Sa dernière acquisition pour la bibliothèque, livrée la semaine précédente, était un recueil de ballades de la frontière écossaise en deux volumes compilées par Walter Scott, shérif adjoint du Selkirkshire. En séparant les pages, Sir John avait trouvé vraiment approprié que tant de voleurs et de bandits fussent réunis par un shérif. Mais il n'y avait rien de bien subversif dans ces ballades, rien qui n'eût sagement appartenu à ce demi-rêve rouillé et brumeux qu'était le passé de l'Écosse, rien qui eût présenté un danger quelconque pour l'esprit de ses filles. Susan était celle qui se laissait le plus facilement influencer par l'histoire, la romance et le mauvais goût. Mais c'était une fille, elle avait dix-sept ans et cela n'avait rien d'extraordinaire. Cela lui passerait avec l'âge. Les livres ne contenaient peut-être pas que du bon, mais il y avait, après tout, de pires choses dans le monde.

La France l'avait démontré au cours des quinze dernières années, mais Sir John le savait depuis bien plus longtemps -depuis, en fait, l'âge qu'avait Susan aujourd'hui. Les Français étaient devenus complètement fous et, à présent, le monde payait leur folie. Deux hommes nés de la Révolution traversèrent l'esprit de Wedderburn, l'un menaçant de devenir un monstre, l'autre déjà monstrueux. Le premier était Napoléon Bonaparte, un brillant soldat corse qui avait temporairement fait la paix avec la Grande-Bretagne à Amiens, mais dont les ambitions annonçaient à l'évidence d'autres campagnes plus dévastatrices. Mais pire, bien pire, était le deuxième, le Bonaparte noir, Toussaint l'Ouverture, le sauvage cruel qui avait plongé la colonie française de l'île de Saint-Domingue, jadis la perle de sucre, le diadème étincelant des Antilles, dans un bain de sang.

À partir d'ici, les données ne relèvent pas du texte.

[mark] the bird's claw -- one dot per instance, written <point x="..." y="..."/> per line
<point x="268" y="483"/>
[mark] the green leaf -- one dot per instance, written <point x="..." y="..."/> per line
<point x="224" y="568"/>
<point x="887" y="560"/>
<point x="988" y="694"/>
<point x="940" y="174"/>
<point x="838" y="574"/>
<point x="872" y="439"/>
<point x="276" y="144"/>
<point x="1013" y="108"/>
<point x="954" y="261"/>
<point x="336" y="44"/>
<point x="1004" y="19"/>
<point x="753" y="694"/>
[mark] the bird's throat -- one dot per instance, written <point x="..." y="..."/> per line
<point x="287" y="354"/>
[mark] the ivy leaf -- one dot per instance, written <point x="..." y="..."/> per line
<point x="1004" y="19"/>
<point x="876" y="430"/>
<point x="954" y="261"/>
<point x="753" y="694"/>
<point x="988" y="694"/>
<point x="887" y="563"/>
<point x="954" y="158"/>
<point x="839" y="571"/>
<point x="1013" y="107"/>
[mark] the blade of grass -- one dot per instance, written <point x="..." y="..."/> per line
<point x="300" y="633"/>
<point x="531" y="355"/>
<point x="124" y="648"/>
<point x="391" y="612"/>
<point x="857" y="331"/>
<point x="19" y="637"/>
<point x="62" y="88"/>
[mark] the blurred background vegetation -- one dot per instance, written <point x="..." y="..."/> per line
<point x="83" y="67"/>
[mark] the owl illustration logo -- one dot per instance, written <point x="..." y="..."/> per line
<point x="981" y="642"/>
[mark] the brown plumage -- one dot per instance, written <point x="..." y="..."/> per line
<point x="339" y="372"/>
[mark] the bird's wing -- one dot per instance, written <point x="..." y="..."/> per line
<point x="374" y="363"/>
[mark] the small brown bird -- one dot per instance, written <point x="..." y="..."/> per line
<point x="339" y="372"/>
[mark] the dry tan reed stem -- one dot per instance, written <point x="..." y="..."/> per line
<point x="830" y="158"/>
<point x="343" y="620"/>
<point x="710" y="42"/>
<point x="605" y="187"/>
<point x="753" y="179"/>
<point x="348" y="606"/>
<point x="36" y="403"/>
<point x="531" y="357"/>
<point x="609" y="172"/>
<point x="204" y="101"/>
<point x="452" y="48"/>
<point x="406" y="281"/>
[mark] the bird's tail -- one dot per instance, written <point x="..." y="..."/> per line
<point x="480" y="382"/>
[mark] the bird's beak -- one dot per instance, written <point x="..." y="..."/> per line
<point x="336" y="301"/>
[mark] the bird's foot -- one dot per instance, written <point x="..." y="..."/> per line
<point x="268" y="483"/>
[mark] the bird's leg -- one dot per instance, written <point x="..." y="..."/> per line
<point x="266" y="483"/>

Toussaint l'Ouverture: ce nom passa tel un nuage sur la surface ridée et scintillante de la Tay, et Sir John frissonna.

Des jacobins parisiens, cet esclave avait appris la devise Liberté, Égalité, Fraternité, et il avait eu la scandaleuse idée de l'appliquer aux Nègres. Il avait massacré ou expulsé les planteurs français, dévasté leurs plantations, vaincu les armées française, espagnole et britannique - quarante mille soldats britanniques décimés en trois ans! - et laissé Saint-Domingue comme une plaie suppurante au milieu des Caraïbes, à quelque cent cinquante kilomètres seulement de la Jamaïque, avec Toussaint en personne, ivre de pouvoir, régnant en empereur sur l'épave de l'île. Pourtant, en Jamaïque, ses exploits avaient, semblait-il, fait de lui un héros aux yeux des Noirs. Que Dieu leur vienne en aide, songea Sir John, aux Blancs comme aux Noirs, si jamais ces derniers décidaient de suivre son exemple.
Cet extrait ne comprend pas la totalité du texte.